Quentin Tarantino’s scene in “Sleep With Me” has little to do with the rest of the film, but it sticks with people because, well, “Top Gun” is a surprisingly homoerotic movie. With the not-strictly-necessary shirtless volleyball scene and the “don’t tease me“-type throwaway lines, it’s not a surprise that a lot of gay men love it. In the 2016 essay, “Top Gun and the End of the Homoerotic Action Movie,” film critic Nico Lang described the movie as having “emerged at a fleeting cultural moment in which the action movie could be both very straight — in that all of the characters ostensibly have sex with women — and incredibly gay.” The article marvels at how, “Just six years prior to [‘Pulp Fiction’]’s release, a studio tentpole like ‘Top Gun’ could be both subtextually queer and yet completely oblivious of its explicit implications.”
Even today in 2023, it’s rare to see a big blockbuster movie be so comfortable with itself in this manner. For instance, 2015’s “Star Wars: The Force Awakens” gave us a wholesome friendship between Finn and Poe. The film’s creatives seemed to realize that a portion of the fanbase was interpreting their relationship through a queer lens, so they spent the next two sequels either keeping the pair separated or shoehorning in female love interests for each of them.

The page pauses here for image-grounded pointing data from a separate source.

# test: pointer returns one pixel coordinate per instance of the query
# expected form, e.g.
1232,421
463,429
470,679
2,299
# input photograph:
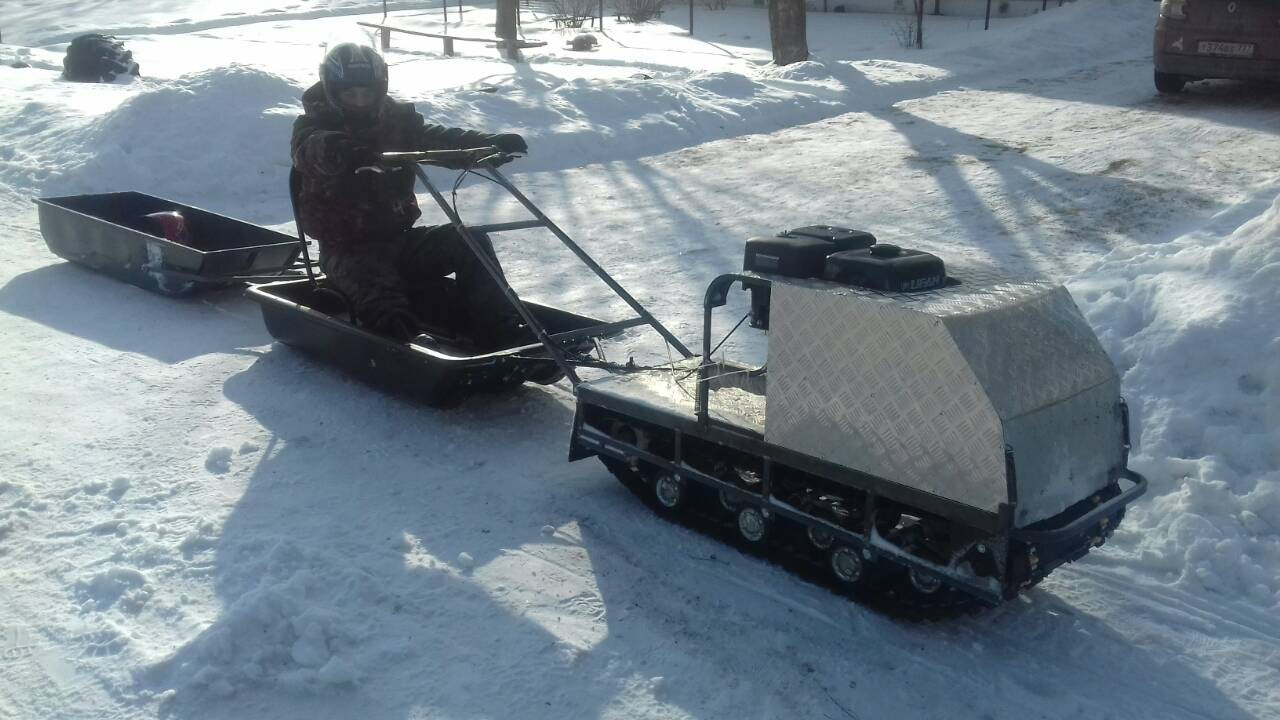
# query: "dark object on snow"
842,238
841,451
351,65
97,58
350,213
584,42
796,256
888,268
118,235
432,369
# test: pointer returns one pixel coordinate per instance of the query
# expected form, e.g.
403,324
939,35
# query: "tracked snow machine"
919,434
922,437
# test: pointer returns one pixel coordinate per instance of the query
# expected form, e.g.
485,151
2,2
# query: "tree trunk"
919,23
508,17
787,31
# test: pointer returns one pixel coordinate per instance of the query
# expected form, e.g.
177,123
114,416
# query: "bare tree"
919,23
787,31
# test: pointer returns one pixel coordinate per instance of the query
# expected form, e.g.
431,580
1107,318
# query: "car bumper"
1171,60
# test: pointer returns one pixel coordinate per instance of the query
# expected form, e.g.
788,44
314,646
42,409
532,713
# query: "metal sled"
110,233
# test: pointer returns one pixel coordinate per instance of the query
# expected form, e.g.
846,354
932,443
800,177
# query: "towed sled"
120,235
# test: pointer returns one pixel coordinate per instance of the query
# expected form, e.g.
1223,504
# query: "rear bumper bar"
1082,524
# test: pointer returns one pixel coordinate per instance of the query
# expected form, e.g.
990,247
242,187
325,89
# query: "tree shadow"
77,301
342,574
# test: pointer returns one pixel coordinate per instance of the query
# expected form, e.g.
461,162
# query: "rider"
364,222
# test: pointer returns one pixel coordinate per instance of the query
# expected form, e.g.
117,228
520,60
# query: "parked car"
1216,39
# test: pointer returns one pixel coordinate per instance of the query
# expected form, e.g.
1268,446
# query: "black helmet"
352,65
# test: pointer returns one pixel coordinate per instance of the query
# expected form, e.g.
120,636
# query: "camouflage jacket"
336,205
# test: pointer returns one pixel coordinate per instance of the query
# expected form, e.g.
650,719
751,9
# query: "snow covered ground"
197,523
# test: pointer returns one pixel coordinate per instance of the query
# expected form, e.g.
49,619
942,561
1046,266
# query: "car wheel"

Meanwhile, the “Top Gun” creatives have shown a complete lack of defensiveness over potential queer interpretations of the film’s characters. Producer Jerry Brookheimer has referred to Tarantino’s interpretation as a perfectly valid interpretation, and the popularity of the rant seems to have had zero effect on how the sequel was written. The “Top Gun” movies might not be particularly progressive by most measurements, but the lack of overly-defensive “no homo” vibes is still refreshing to see.